"I was in New York on business about four years ago. I was walking back to my hotel after visiting my people at New American Library when I saw a guy selling wind-up monkeys on the street. There was a platoon of them standing on a gray blanket he'd spread on the sidewalk at the corner of Fifth and Forty-fourth, all grinning and bending and clapping their cymbals. They looked really scary to me, and I spent the rest of the walk back to the hotel wondering why. I decided they reminded me of the lady with the shears . . . the one who cuts everyone's thread one day. So keeping that in mind, I wrote the story, most of it longhand, in a hotel room."
--Stephen King, "Story Note on 'The Monkey,'" Skeleton Crew, 1985
The new film version of The Monkey (2025) is a bit of a departure for director Osgood Perkins. It has a grotesque sense of humor that I didn't know he had and an instinct for the grand guignol that is new to his films. Ordinarily, his films are mood pieces that trade on atmosphere and menace more than plot, but this one is a cartoon. It shares with the Stephen King story its central idea of a wind-up monkey that causes death when it's wound up to action.

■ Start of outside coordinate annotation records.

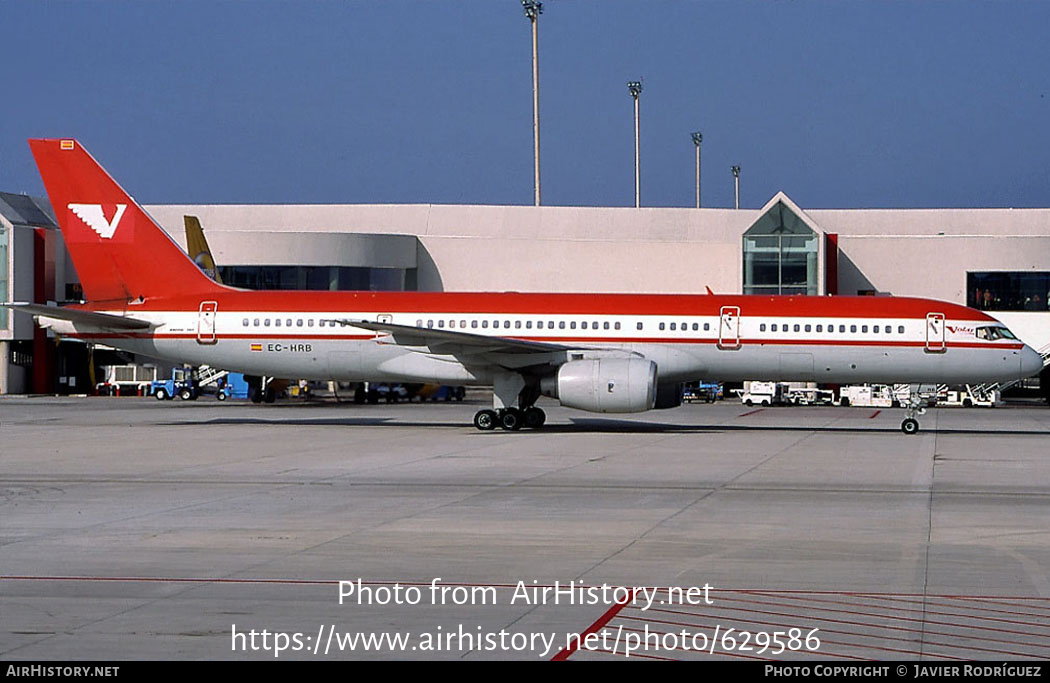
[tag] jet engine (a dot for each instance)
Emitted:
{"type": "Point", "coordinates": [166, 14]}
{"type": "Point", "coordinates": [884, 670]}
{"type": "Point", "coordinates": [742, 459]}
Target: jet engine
{"type": "Point", "coordinates": [604, 385]}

In the story, the monkey has a pair of cymbals. In the movie they've changed it to a drum for reasons of copyright (they did not want to run afoul of Disney and their army of lawyers). It's a minor change. It also takes from the story its central characters, two brothers who find the monkey in childhood and realize its power. Apart from that, this is a film that ranges far afield of King's story, which is nothing new to the author. "Based on" is too strong a credit for what this takes from King. "Suggested by" might have been more apt. That doesn't mean that it's bad. Just different.